Offrir un couteau (ou des ciseaux) dans le Sud de l’Italie

Pourquoi la pièce de monnaie est toujours de mise

par Sudanzare

Dans le Sud de l’Italie, les objets du quotidien ne sont jamais tout à fait neutres : ils portent des usages, des mémoires et, parfois, des règles non écrites. Parmi les gestes les plus persistants figure celui qui concerne les objets tranchants : couteaux et ciseaux ne s’offrent pas « gratuitement ». Si l’on reçoit une lame en cadeau, la coutume veut que le destinataire tende aussitôt une pièce en retour. Un geste bref, presque anodin, mais chargé de sens : il dissipe la menace symbolique et remet la relation sur un plan sûr.

Lames et ciseaux : une ambivalence symbolique


Couteaux et ciseaux partagent la même ambivalence. Ils servent à partager — couper le pain, préparer un repas, coudre — et, simultanément, ils évoquent la blessure, la rupture, la séparation. Dans l’imaginaire populaire, cette double nature rend ces objets susceptibles de « couper » les liens entre personnes : offrir une lame peut alors être lu comme un acte susceptible d’introduire une division ou une mésentente.

La pièce comme rituel de neutralisation


La solution populaire est simple et élégante : la pièce. En donnant symboliquement une somme, même minime, le destinataire transforme le présent en achat. Le couteau cesse d’être un don porteur d’obligations ou de présages et devient un objet acquis légitimement. Par ce petit échange, on neutralise la charge symbolique de la lame sans humilier le donateur — on préserve à la fois l’équilibre relationnel et la paix domestique.

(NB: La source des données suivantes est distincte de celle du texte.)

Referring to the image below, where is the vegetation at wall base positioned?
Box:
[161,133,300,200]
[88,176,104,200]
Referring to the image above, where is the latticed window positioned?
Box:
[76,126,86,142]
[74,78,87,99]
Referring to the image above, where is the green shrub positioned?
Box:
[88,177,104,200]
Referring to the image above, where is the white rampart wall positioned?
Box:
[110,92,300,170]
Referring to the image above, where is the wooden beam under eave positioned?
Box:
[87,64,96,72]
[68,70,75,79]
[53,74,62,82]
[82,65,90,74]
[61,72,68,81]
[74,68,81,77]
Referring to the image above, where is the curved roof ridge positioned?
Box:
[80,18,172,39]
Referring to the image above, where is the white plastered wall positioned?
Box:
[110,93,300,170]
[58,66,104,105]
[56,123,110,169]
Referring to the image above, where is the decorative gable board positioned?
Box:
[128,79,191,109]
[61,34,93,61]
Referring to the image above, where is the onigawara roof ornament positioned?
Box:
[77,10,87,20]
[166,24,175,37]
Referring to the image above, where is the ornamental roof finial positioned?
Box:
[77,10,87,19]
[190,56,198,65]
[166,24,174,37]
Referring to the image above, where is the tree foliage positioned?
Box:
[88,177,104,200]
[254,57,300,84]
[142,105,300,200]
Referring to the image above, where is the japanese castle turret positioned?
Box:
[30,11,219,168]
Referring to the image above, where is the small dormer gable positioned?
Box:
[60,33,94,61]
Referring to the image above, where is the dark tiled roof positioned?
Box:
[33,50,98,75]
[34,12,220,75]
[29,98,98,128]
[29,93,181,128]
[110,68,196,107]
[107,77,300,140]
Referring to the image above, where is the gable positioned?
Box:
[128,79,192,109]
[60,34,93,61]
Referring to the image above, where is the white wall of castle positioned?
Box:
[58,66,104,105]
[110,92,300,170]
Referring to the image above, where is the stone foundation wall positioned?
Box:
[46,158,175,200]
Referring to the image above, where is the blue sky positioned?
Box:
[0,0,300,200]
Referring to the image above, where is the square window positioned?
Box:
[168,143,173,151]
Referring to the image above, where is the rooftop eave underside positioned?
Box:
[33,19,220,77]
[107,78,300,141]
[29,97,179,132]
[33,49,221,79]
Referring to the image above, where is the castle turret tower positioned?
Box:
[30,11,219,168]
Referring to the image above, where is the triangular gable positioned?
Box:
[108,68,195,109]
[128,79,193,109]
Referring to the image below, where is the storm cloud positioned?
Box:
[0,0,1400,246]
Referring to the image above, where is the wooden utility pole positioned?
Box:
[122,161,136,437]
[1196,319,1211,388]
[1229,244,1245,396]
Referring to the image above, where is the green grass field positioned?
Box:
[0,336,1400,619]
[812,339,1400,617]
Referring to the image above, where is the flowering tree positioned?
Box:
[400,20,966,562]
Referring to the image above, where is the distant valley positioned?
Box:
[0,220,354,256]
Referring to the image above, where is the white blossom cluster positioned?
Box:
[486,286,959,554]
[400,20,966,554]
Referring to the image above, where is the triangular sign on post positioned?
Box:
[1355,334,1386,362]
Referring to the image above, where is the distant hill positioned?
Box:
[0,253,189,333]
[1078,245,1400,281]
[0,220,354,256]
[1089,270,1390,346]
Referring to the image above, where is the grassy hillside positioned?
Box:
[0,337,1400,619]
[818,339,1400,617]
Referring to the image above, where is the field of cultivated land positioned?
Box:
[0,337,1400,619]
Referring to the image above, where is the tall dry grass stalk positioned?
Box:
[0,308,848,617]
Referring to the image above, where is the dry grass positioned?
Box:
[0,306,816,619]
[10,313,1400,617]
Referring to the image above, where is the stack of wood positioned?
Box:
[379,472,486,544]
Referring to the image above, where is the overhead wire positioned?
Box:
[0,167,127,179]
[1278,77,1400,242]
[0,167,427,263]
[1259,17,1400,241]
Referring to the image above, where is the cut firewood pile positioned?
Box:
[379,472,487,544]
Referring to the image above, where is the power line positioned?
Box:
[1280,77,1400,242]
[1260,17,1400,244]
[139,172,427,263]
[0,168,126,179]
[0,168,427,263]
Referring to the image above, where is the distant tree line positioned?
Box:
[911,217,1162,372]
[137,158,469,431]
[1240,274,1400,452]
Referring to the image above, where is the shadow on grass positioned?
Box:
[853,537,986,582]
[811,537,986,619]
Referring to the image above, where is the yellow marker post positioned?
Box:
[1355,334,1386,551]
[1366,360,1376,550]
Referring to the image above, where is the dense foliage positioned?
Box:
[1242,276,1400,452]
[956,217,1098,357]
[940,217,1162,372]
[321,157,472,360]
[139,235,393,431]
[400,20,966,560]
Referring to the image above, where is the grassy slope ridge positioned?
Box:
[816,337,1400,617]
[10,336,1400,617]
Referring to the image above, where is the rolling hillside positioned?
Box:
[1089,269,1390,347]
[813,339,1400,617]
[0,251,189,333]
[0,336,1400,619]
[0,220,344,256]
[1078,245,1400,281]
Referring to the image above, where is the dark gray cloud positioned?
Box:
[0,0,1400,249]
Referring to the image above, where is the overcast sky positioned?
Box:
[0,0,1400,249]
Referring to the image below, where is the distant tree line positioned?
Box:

Une logique du don éclairante


Cette pratique s’inscrit bien dans la logique anthropologique du don : donner crée des obligations et des dettes symboliques (voir Marcel Mauss). Dans le cas des objets tranchants, l’objet lui-même exacerbe la possibilité de rupture ; la pièce agit alors comme un mécanisme de rééquilibrage, réorientant l’échange sur un registre marchand plutôt que sur une dette morale.

Contexte méridional et rituels de protection


Les études sur le Mezzogiorno ont montré comment de nombreux rites domestiques ne doivent pas être réduits à de la simple superstition : ils fonctionnent comme des dispositifs pour gérer l’incertitude et sécuriser les relations sociales (cf. Ernesto De Martino). Dans des sociétés où la famille et les réseaux de parenté sont centraux, maintenir l’harmonie apparaît comme une nécessité pratique autant que symbolique ; neutraliser la possible « malédiction » d’un objet tranchant s’inscrit dans ces pratiques de protection.

Une mémoire incorporée


Souvent, aujourd’hui, personne ne peut expliquer avec précision l’origine de la règle : la pièce se tend par automatismе, héritée de gestes répétés. C’est une mémoire incorporée — un savoir des corps et des habitudes — qui continue de réguler le quotidien, parce qu’elle fonctionne socialement et symboliquement.

Pas seulement le Sud de l’Italie


Si la pratique est bien documentée dans le contexte méditerranéen et méridional italien, elle n’est pas exclusive à cette aire : des variantes similaires existent ailleurs en Europe, avec le même mécanisme symbolique autour des objets tranchants.

Sources et pistes pour approfondir

  • Marcel Mauss, Essai sur le don. Forme et raison de l’échange dans les sociétés archaïques — pour situer la logique du don et du contre-don.
  • Ernesto De Martino, Sud e magia — pour le panorama des pratiques magico-religieuses et des dispositifs de protection dans le Mezzogiorno.
  • Synthèses et articles contemporains sur la superstition liée aux objets tranchants et la tradition de la pièce (revues culturelles et sites spécialisés en coutellerie) [documents de vulgarisation et sites de fabricants et revendeurs citent fréquemment cette coutume].